← Back to context

Comment by diggan

3 days ago

> but what do you think the chances are that this was in the training data?

Pulled out of my ass, I'd say a 95% chance. NYT Connections is a fairly popular puzzle, it's been out for more than 2 years, and even if this particular GitHub repository with the prompts and methodology wasn't in the training data, it's almost guaranteed that other information, problems and solutions from NYT Connections is in any of the other datasets.

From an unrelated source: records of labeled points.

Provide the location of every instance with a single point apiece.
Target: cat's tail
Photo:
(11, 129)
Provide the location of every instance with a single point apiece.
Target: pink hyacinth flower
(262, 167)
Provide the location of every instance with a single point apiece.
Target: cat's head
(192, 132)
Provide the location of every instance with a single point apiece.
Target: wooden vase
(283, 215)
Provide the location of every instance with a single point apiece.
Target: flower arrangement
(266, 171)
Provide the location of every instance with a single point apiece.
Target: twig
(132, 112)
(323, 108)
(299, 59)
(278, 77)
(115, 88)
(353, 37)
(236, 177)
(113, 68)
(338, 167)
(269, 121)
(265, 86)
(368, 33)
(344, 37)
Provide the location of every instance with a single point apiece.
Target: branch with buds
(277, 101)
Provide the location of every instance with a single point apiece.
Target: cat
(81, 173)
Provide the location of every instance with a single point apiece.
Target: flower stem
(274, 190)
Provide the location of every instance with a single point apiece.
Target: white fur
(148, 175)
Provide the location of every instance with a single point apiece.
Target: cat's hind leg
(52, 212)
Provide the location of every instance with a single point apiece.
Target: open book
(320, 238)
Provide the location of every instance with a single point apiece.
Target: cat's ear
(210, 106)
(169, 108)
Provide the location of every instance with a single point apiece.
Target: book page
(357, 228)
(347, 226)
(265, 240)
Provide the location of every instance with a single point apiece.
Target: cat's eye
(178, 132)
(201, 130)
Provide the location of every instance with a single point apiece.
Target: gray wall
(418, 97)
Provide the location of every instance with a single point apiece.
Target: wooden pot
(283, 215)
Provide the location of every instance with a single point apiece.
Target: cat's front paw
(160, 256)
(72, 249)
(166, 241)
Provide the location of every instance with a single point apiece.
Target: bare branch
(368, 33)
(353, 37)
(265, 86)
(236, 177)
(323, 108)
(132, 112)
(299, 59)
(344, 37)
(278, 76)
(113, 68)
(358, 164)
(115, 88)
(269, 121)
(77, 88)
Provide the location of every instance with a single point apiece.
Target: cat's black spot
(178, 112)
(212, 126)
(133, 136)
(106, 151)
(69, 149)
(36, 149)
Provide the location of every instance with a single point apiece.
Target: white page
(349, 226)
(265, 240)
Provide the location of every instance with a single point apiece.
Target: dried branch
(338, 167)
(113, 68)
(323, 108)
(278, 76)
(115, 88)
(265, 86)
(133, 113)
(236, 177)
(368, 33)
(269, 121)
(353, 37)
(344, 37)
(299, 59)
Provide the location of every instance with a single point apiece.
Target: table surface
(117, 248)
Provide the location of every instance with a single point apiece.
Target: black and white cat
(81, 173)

If your definition of cheating is "it was fed the answers during training" then every LLM is surely cheating and the real question is why other LLMs didn't do as well in this benchmark.

  • You could get 100% on the benchmark with an SQL query that pulls the answers from the dataset, but it wouldn't mean your SQL query is more capable than LLMs that didn't do as well in this benchmark.

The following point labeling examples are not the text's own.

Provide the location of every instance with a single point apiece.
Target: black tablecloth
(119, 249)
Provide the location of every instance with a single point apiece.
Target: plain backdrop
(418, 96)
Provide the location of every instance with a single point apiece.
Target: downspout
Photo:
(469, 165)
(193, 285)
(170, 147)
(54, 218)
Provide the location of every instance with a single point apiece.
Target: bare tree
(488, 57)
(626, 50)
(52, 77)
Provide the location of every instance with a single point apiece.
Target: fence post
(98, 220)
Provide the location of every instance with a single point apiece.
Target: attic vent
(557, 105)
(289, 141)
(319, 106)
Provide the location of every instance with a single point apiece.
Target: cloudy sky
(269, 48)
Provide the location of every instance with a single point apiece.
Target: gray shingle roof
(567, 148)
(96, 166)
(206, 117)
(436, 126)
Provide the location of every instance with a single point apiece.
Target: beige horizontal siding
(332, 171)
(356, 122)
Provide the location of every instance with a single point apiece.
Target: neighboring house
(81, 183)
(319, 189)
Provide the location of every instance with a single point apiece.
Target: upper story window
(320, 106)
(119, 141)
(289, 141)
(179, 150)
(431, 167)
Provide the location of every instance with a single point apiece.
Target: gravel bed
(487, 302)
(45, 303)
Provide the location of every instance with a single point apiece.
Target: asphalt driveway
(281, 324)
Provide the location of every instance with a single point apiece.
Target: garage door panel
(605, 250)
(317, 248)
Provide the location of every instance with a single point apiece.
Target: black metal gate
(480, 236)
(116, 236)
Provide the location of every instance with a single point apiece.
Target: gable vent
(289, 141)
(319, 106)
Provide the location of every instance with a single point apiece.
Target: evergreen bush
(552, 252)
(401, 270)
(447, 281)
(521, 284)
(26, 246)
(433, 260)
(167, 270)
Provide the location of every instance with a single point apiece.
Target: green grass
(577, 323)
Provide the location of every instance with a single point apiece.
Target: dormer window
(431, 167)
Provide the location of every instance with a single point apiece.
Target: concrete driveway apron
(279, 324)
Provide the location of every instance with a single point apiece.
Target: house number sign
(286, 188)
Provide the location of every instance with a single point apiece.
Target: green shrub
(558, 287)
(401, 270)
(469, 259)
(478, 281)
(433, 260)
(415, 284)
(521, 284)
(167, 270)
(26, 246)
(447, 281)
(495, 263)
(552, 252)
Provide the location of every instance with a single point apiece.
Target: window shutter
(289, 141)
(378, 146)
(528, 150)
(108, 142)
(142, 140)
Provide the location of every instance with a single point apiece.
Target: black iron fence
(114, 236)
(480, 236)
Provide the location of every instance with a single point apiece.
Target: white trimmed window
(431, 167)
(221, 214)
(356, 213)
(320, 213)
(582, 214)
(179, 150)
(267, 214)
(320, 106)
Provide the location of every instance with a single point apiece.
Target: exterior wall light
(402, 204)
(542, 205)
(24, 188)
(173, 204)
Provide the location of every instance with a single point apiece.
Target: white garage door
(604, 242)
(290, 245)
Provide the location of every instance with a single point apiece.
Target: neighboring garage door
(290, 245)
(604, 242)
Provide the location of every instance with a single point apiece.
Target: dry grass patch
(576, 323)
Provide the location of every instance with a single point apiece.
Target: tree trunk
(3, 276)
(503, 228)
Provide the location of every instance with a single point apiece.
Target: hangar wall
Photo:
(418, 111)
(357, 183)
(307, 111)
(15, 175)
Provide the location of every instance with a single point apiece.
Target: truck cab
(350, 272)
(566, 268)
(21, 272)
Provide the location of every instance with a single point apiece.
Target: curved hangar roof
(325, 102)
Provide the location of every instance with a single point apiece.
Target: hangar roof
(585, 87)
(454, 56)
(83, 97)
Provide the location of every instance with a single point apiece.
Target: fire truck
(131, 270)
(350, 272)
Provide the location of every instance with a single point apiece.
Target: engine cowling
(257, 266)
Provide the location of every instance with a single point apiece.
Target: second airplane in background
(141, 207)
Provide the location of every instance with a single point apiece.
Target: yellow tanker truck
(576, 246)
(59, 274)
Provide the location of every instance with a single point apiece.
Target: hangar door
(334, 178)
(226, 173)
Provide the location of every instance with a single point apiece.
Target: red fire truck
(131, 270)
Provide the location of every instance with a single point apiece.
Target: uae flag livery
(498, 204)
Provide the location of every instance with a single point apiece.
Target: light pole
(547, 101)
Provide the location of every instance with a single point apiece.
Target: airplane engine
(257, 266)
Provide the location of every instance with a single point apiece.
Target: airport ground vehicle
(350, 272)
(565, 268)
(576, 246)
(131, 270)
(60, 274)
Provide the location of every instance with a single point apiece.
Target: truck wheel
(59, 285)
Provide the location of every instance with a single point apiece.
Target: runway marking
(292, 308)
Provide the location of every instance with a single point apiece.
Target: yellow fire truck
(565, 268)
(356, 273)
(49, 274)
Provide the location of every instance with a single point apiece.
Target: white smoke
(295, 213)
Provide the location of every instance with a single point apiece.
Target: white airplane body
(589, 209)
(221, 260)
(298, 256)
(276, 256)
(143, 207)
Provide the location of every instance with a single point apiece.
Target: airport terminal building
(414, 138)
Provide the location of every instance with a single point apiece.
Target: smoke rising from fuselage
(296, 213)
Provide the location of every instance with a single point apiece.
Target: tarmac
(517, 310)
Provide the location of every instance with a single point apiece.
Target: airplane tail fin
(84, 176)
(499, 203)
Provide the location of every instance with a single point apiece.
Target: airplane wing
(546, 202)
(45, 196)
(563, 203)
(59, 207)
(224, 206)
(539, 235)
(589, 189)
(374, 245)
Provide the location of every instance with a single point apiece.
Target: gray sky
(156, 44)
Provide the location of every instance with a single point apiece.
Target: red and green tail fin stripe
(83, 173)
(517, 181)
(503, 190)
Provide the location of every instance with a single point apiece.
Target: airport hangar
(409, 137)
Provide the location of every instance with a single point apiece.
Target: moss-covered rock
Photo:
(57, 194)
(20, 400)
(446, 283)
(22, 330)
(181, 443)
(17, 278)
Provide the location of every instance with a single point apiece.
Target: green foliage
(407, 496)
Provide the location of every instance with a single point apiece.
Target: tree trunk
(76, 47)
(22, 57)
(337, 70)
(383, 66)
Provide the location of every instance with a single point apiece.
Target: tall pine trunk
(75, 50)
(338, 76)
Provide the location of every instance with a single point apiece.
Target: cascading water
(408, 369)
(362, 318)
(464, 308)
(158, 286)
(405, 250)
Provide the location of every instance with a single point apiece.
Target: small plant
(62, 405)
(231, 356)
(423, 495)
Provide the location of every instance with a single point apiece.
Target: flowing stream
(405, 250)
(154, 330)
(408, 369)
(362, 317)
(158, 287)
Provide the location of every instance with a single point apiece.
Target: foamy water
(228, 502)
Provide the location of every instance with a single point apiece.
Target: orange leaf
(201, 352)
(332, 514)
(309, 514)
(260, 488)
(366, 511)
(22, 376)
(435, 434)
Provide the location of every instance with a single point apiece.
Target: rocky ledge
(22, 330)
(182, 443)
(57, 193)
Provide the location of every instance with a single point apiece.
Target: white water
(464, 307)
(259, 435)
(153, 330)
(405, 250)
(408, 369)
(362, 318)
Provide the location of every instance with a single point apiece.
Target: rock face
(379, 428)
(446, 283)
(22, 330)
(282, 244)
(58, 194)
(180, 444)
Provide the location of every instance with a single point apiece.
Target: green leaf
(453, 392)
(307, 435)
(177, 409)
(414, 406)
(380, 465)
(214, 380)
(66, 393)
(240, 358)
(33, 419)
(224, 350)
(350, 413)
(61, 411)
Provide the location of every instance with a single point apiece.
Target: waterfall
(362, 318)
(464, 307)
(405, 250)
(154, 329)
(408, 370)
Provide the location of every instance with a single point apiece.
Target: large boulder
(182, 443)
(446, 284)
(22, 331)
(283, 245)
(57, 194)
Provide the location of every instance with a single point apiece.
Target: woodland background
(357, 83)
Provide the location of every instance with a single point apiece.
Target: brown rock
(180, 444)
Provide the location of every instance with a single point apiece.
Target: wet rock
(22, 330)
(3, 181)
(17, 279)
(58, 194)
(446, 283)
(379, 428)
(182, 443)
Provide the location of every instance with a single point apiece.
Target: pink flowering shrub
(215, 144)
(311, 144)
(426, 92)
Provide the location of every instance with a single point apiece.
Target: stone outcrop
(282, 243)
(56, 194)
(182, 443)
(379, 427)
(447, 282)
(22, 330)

    We want benchmarks to be representative of performance in general (in novel problems with novel data we don't have answers for), not merely of memorization of this specific dataset.

    • My question, perhaps asked in too oblique of a fashion, was why the other LLMs — surely trained on the answers to Connections puzzles too — didn't do as well on this benchmark. Did the data harvesting vacuums at Google and OpenAI really manage to exclude every reference to Connections solutions posted across the internet?

      LLM weights are, in a very real sense, lossy compression of the training data. If Grok is scoring better, it speaks to the fidelity of their lossy compression as compared to others.

      7 replies →

  • People have this misguided belief that LLMs just do look-ups of data present in their "model corpus", fed in during "training". Which isn't even training at that point its just copying + compressing. Like putting books into a .zip file.

    This belief leads to the thinking that LLMs can only give correct output if they can match it to data in their "model corpus".

  • > the real question is why other LLMs didn't do as well in this benchmark.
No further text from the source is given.